The government of Abia State is the supreme governing authority of Abia State and its local governments. It consists of the executive headed by the governor, the legislative and the judiciary.

The Executive
The Executive is an arm of the Abia State Government that oversees the daily administration of the state and the implementation of bills. The Executive is headed by the Governor of Abia State – who is allowed to appoint special advisers through the Legislative – followed by the Deputy Governor. The other offices which make up the executives are the office of the Secretary to the state government and twenty-three Commissioners.

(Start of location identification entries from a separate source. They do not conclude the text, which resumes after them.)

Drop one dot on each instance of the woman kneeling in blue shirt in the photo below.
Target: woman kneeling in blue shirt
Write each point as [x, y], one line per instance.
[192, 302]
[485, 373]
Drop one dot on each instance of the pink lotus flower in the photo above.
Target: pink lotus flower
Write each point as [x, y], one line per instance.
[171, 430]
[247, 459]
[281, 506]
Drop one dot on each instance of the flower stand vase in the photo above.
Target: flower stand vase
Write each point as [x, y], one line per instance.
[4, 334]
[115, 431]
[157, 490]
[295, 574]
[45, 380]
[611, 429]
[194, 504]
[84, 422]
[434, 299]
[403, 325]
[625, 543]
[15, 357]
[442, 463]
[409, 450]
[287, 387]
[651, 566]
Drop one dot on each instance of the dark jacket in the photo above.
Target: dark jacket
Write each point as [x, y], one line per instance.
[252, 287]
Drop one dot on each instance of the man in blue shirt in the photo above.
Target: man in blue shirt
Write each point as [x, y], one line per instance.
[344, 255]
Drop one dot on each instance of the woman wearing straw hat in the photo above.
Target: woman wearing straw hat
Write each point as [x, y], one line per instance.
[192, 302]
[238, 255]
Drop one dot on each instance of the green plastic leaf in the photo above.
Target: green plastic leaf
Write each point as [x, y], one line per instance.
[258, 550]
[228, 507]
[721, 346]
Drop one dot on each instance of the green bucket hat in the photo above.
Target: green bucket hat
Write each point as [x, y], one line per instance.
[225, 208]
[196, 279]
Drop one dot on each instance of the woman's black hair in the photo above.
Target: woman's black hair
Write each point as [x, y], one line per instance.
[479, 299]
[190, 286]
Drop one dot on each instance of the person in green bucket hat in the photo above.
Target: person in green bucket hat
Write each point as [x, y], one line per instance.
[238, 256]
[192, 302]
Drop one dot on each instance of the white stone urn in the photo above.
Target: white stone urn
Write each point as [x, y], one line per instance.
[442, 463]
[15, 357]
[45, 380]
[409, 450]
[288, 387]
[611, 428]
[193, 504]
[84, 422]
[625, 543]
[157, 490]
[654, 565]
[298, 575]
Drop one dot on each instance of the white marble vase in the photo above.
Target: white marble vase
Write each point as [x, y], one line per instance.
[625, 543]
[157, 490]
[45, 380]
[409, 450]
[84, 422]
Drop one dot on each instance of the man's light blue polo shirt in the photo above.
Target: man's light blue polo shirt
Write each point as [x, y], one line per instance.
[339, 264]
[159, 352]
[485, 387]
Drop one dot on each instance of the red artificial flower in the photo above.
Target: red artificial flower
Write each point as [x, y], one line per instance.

List of ministries and their commissioners sworn in by Governor Okezie Ikpeazu in 2021

The Legislature
The Legislature or state house of assembly of the Abia State Government is the second arm of government concerned with law-making and the passing of bills. Headed by a speaker and consisting of elected members from each constituency of the state, the legislature play a key role in the appointment of state commissioners, Chief judges and other top governmental posts.

The Judiciary

The Judiciary of Abia State consists of 11 departments and also a Judicial Service Commission with statutory duties which includes the promotion and appointment of judicial staffs. It is one of the co-equal arms of the Abia State Government vested with constitutional power to interpret and make laws. It is headed by the Chief Judge of Abia State, who is appointed by the Abia State Governor through the approval of the Abia State House of Assembly.

Levels of Court

The Abia State courts consist of three levels of court which through their respective judges or magistrates perform law-related functions. The high court determines what case to hear while the other levels of court include the Customary courts, which are presided over by a Chairman and two other court judges, and the Magistrates.

Fight against COVID-19 
The state government has made it mandatory for the residents to have a free COVID-19 test as a result of the continuous increase in the number of confirmed cases in the state. The government encouraged people of the state to make themselves available for the free test to be carried out.